Maybe. But this is where things get messy.
As Shah points out, “If you look at all the things that are in the definition of free and open source, some of those things apply and the other things don’t.” For one, you can’t modify the weights directly. You can’t go in and change a floating-point number. You have to recompile those from somewhere else.
“I want a license on the weights themselves that allows me to build products and further models on top of them with as few restrictions as possible,” Datasette creator Simon Willison stresses. That at least clarifies where the license should apply, but it doesn’t quite resolve Shah’s more fundamental question as to whether open sourcing the weights makes sense.
Where to apply the license?
In our conversation, Shah outlined a few different ways to think about “code” in the context of LLMs. The first is to think of curated training data like the source code of software programs. If we start there, then training (gradient descent) is like compilation of source code, and the deep neural network architecture of transformer models or LLMs is like the virtual hardware or physical hardware that the compiled program runs on. In this reading, the weights are the compiled program.
This seems reasonable but immediately raises key questions. First, that curated data is often owned by someone else.
Second, although the licenses are on the weights today, this may not work well because those weights are just floating-point numbers. Is this any different from saying you’re licensing code, which is just a bunch of 1s and 0s? Should the license be on the architecture? Probably not, as the same architecture with different weights can give you a completely different AI.
Should the license then be on the weights and architecture?
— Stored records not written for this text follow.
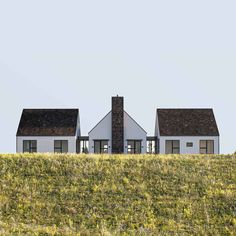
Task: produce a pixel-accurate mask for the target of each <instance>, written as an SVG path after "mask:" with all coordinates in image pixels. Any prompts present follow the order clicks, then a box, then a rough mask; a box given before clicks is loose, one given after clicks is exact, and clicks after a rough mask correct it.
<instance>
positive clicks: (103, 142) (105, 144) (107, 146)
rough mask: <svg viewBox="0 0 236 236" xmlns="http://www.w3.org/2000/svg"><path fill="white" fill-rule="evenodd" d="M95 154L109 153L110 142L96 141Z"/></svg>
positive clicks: (95, 146) (94, 150) (98, 140)
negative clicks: (95, 153)
mask: <svg viewBox="0 0 236 236" xmlns="http://www.w3.org/2000/svg"><path fill="white" fill-rule="evenodd" d="M94 153H108V140H94Z"/></svg>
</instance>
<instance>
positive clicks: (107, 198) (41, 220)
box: [0, 154, 236, 235]
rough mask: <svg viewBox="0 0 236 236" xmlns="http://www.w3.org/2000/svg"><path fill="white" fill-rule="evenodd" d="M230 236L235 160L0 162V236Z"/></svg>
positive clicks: (54, 159)
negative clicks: (128, 235)
mask: <svg viewBox="0 0 236 236" xmlns="http://www.w3.org/2000/svg"><path fill="white" fill-rule="evenodd" d="M27 233H28V235H80V234H81V235H95V234H97V235H99V234H101V235H110V234H111V235H122V234H125V235H126V234H127V235H130V234H131V235H152V234H153V235H169V234H171V235H173V234H175V235H182V234H185V235H192V234H196V235H199V234H200V235H201V234H208V235H219V234H220V235H222V234H223V235H230V234H232V235H235V234H236V156H199V155H198V156H161V155H158V156H151V155H139V156H128V155H116V156H108V155H107V156H106V155H104V156H102V155H49V154H48V155H43V154H35V155H32V154H22V155H20V154H16V155H0V235H8V234H10V235H12V234H13V235H14V234H15V235H18V234H20V235H21V234H22V235H25V234H27Z"/></svg>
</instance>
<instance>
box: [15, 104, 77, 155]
mask: <svg viewBox="0 0 236 236" xmlns="http://www.w3.org/2000/svg"><path fill="white" fill-rule="evenodd" d="M79 136H80V121H79V110H78V109H24V110H23V112H22V115H21V119H20V123H19V127H18V130H17V134H16V151H17V152H59V153H67V152H70V153H76V146H77V145H76V142H77V137H79Z"/></svg>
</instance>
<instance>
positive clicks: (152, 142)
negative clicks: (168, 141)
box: [147, 140, 156, 154]
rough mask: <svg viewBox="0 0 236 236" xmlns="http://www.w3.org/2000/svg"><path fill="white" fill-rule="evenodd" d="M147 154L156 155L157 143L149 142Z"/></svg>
mask: <svg viewBox="0 0 236 236" xmlns="http://www.w3.org/2000/svg"><path fill="white" fill-rule="evenodd" d="M147 153H149V154H153V153H156V141H155V140H147Z"/></svg>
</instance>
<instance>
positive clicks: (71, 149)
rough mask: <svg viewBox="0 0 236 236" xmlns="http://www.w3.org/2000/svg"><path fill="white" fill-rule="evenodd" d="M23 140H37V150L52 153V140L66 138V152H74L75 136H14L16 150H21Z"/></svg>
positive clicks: (57, 139)
mask: <svg viewBox="0 0 236 236" xmlns="http://www.w3.org/2000/svg"><path fill="white" fill-rule="evenodd" d="M23 140H37V152H51V153H54V140H68V152H69V153H76V137H75V136H66V137H65V136H63V137H62V136H43V137H39V136H20V137H16V152H23Z"/></svg>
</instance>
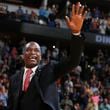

Perhaps, but it’s possible to modify the behavior of the program without access to the source code through fine-tuning and instruction tuning.
Then there’s the reality that developers often distribute deltas or differences from the original weights. Are the deltas subject to the same license as the original model? Can they have completely different licenses?
See the problems? All solvable, but not simple. It’s not as clear as declaring that an LLM is open source or not.
Perhaps a better way to think about open source in the context of weights is to think of weights as the source code of software, which seems to be Willison’s interpretation. In this world, the compilation of the software comes down to its interpretation on different hardware (CPUs and GPUs). But, does the license on the weights include the neural network architecture? What do we do about diffs and variants of the model after fine-tuning?
What do we do about the training data, which is arguably as important, if not more so, as the weights? How about open sourcing the process of selecting the right set of data? Hugely important, but not currently envisioned by how we use open source to describe an LLM.
These aren’t academic issues. Given the explosion in AI adoption, it’s important that developers, startups, and everyone can use open source LLMs and know what that means. Willison, for example, tells me that he’d love to better understand his rights under a licensed LLM like Llama 2.
Also, what are its limitations? What do the restrictions “on using it to help train competing models—especially wrt fine-tuning” actually mean? Willison is way ahead of most of us in terms of adoption and use of LLMs to advance software development. If he has questions, we all should.
“We are in the age of data programming,” Shah declares. But for this age to have maximum impact, we need to figure out what we mean when we call it open source.